Regardez ces couvertures : ces moines sinistres, ces piles de vieux bouquins, cette noirceur, ou cette chandelle dangereusement posée sur de vieux papiers incompréhensibles...
Après l'apocalypse nucléaire, les survivants décident de détruire toute science et de tuer tout les scientifiques. Le juif technicien en électronique Leibowitz se réfugie dans l'eglise catholique (romaine), se convertit et fonde un ordre monastique ayant pour but la sauvegarde des connaissances humaines, de vieux livres de physique appelés Mémorabilis....que les moines copient et enluminent sans les comprendre, de générations en génération, au risque de l'idolatrie... 800 années s'écouleront avant que les scientifiques de la royauté aient le loisir de s'y intéresser... Mais sauront-ils éviter de recommencer les erreurs du passé ? Quelle conclusion pour autant de ferveur et de sacrifices, parfois jusqu'au martyre, pour de vieux "bleus" de schémas électroniques mystérieux ?

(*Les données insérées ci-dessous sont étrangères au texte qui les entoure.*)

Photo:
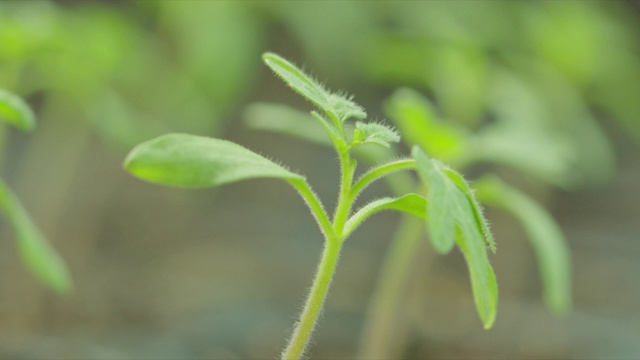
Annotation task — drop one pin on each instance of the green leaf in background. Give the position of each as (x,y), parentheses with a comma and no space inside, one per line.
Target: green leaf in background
(196,161)
(413,204)
(15,111)
(298,81)
(41,259)
(477,209)
(452,218)
(283,119)
(414,116)
(373,133)
(545,236)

Cette oeuvre "classique" est étonnante, par la largeur et les détails de la période historique spéculée qui se déroule avec la rigueur de la psychohistoire et pourtant tellement pleine d'émotions, la vie des moines à travers les évolutions, leur état d'esprit et le fantôme de Leibowitz, leurs motivations, leur perception de nos incantations scientifiques, la rencontre avec les nouveaux scientifiques agacés par les anciens dogmes et refusant de sacrifier leur curiosité aux conséquences potentielles de leurs actes, et ultimement l'étrange confrontation avec une réalité technique quasi-surnaturelle et pourtant correspondant à des prophéties anciennes.
Comme Frankenstein, à faire lire aux "techniciens", et aux adorateurs de la technologie, pour éviter de nous construire un futur infernal.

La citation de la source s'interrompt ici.